Allan Woods, Toronto Star
August 25, 2009
Guarding 2010 Games and G8 summit means compromises elsewhere – even in Afghanistan, defence documents say
OTTAWA—Canada is considering outsourcing military work in Afghanistan and pulling soldiers from low-profile foreign missions to relieve the pressure of fighting in Kandahar, guarding the 2010 Olympics and protecting world leaders in Muskoka.
According to documents obtained by the Toronto Star, more than 32,000 military personnel — about half the entire Canadian Forces — will be in training or set to deploy on missions to Kandahar, the Vancouver Olympics and next summer’s G8 meeting in Huntsville between now and July 2010.

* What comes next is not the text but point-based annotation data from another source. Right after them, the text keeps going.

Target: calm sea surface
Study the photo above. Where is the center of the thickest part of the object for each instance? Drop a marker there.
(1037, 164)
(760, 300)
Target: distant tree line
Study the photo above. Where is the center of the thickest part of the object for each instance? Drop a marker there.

That staffing burden makes it impossible to carry on current operations and still respond to the weekly requests for Canadian soldiers from the Americans, NATO and the United Nations, the military says.
The defence department has labelled the problem “Personnel Crunch 2010.”
“We … are now at the point where some requests that would seem to be minor (e.g., for only a few personnel) are, in reality, difficult to source initially and impossible to sustain over the 2010 timeframe,” says a March 17 memorandum to chief of defence staff Gen. Walter Natynczyk.
Already military officials are considering passing some signature work in Afghanistan, such as the operation of a military college for Afghan army officers, to civilian contractors or retired soldiers.
Canadian soldiers in Kandahar will also be ordered to train and mentor additional Afghan army battalions on the front lines without more troops, say the documents, obtained under the Access to Information Act.
The training function was one of Ottawa’s key priorities when Parliament agreed to extend the Afghan mission to 2011, a program Defence Minister Peter MacKay said just last month Canada was “proud to sponsor.”
Canadian participation in smaller peacekeeping missions could end or be drastically cut, the memo also reveals.
“If positions on missions (other than Joint Task Force Afghanistan) are no longer required because of changing capabilities or mission parameters, positions should be deleted … with the aim of accruing personnel … `savings.’”
The documents don’t say which missions could be axed, but Canadians make small contributions to 14 other international operations in the Middle East, Sudan, Haiti, Cyprus, the Balkans and elsewhere.
The only operations where Canadian support seems solid are those that “represent opportunities for increased influence and strategic effects,” according to the memo to Natynczyk. It cites one example as Operation Proteus, a three-officer contingent working with the U.S. to establish security between the Israelis and Palestinians.
The Disaster Assistance Response Team, a key foreign assistance tool dispatched after earthquakes and hurricanes, has been ordered to stay in Canada from January to March in case of emergency around the time of the February Olympics.
The $900 million RCMP-led Olympic security operation will send more than 4,000 soldiers to B.C. this winter. “Operation Podium” will include regular and reserve forces, special operations soldiers and JTF2 commandos. Sailors will protect the coastline and pilots will be overhead both for surveillance and search-and-rescue operations. In the event of a major security breakdown, Canadian and U.S. fighter pilots with NORAD could also be called into action.
Even the Afghan mission, which has claimed the lives of 127 Canadian soldiers and one diplomat and billions of dollars since 2002, will take a back seat as the Olympics become the “priority mission.”
As challenging as the Olympic security operation will be for the military, the G8 summit in Huntsville, Ont., in late June will be “as big or bigger than Op Podium,” army planners say. Heads of the world’s leading industrialized nations, including U.S. President Barack Obama, Russian President Dmitry Medvedev and British Prime Minister Gordon Brown, are usually accompanied by leaders from dozens of other countries at such summits.